I have never felt animosity towards my doctor for the cost of my illness, it’s not his fault. He gave me the answers I so desperately needed, listens to my concerns, and shows an ongoing commitment to my endometriosis and adenomyosis care even now that I live overseas. When I had no private health insurance, he did everything he could to make things more affordable, offering to refer me to a public hospital with his full notes and recommendations. I choose him over and over again, because I have never had an unnecessary surgery or procedure, and I always feel in control over my management and care. Everything I’ve had has been necessary, even if I resented it at the time. The use of the private system means I have endured very little, if any, wait time for all of these procedures. I am privileged that I am able to work and scrape together the funds for these things, privileged that my parents have advanced in their careers and changed roles resulting in a better financial situation for them, and that they share that with me. There are many out there who could not, and cannot afford this kind of out of pocket cost, and so desperately need it because of the lack of endometriosis services in public healthcare. I know it because it was once my reality too, and could be again at any time. I currently live in the UK, and though I work the same job, I make much less money than I did in Australia, and if I needed private specialist care, I wouldn’t be able to afford it. I have access to the NHS, but like the Australian public healthcare system, it has significant limitations for those seeking expert care for endometriosis and adenomyosis.
I have had fortunate timing, and some plain good luck when it comes to paying the price for existing in this world with three chronic illnesses.
But that doesn’t mean it doesn’t cost me.
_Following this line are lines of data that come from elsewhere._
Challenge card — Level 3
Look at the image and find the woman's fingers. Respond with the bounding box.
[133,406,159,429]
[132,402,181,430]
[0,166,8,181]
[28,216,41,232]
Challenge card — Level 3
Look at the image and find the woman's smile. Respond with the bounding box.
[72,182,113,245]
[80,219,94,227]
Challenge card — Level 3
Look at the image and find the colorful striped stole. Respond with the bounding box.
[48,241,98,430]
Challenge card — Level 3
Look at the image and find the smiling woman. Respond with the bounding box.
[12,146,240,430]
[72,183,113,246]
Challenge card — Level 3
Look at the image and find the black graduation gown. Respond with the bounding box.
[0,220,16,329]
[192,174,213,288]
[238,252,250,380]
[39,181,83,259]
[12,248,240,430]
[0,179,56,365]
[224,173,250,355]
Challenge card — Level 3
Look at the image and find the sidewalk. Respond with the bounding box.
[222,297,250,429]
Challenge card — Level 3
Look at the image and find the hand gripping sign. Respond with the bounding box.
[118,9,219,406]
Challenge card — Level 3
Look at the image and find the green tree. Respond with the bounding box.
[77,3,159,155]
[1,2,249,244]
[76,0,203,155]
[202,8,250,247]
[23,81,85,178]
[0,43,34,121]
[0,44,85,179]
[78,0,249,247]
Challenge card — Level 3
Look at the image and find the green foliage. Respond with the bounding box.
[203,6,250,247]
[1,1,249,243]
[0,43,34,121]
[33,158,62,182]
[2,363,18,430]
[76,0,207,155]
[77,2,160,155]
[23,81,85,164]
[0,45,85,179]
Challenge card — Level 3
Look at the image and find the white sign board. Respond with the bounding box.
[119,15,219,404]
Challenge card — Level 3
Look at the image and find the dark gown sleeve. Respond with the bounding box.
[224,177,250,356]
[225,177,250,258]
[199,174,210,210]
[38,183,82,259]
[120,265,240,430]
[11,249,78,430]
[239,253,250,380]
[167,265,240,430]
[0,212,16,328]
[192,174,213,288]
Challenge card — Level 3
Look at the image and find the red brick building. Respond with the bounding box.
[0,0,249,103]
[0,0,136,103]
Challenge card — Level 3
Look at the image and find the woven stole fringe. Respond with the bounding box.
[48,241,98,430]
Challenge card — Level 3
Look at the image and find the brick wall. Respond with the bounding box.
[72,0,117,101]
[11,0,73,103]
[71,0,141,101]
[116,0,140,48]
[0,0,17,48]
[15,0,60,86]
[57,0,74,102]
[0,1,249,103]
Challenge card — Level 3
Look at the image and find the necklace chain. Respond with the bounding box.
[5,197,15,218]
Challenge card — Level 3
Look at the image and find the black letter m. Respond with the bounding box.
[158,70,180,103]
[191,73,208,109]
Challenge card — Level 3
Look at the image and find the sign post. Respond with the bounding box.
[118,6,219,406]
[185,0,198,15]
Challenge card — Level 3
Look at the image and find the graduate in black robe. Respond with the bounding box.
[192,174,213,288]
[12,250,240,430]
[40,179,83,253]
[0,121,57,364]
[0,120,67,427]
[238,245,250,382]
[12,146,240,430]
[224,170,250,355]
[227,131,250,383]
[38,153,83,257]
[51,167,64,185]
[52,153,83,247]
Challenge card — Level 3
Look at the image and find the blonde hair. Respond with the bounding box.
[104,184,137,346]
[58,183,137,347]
Endometriosis has cost me moments of joy, time spent with friends, hours and minutes spent in bed instead of out in the world, productivity, hours of work, people’s perception of my work ethic, and at times my sanity. These intangible costs are the ones we hold onto, because they are the ones that cost us every day, with interest. But don’t forget that amongst all this there is a very tangible, very large cost associated with having a chronic illness from diagnosis to management. It’s not lofty, it’s not something indescribable, it’s sitting in my Medicare benefits statement.
Endometriosis has cost me so many things, but it has cost me the most financially.
The rent I pay for existing in my body shouldn’t be so high. It costs me, but it costs you too: in lost productivity, in sick days, in its impact on the economy as a whole. We all have a stake in making it more affordable to be diagnosed with and manage endometriosis.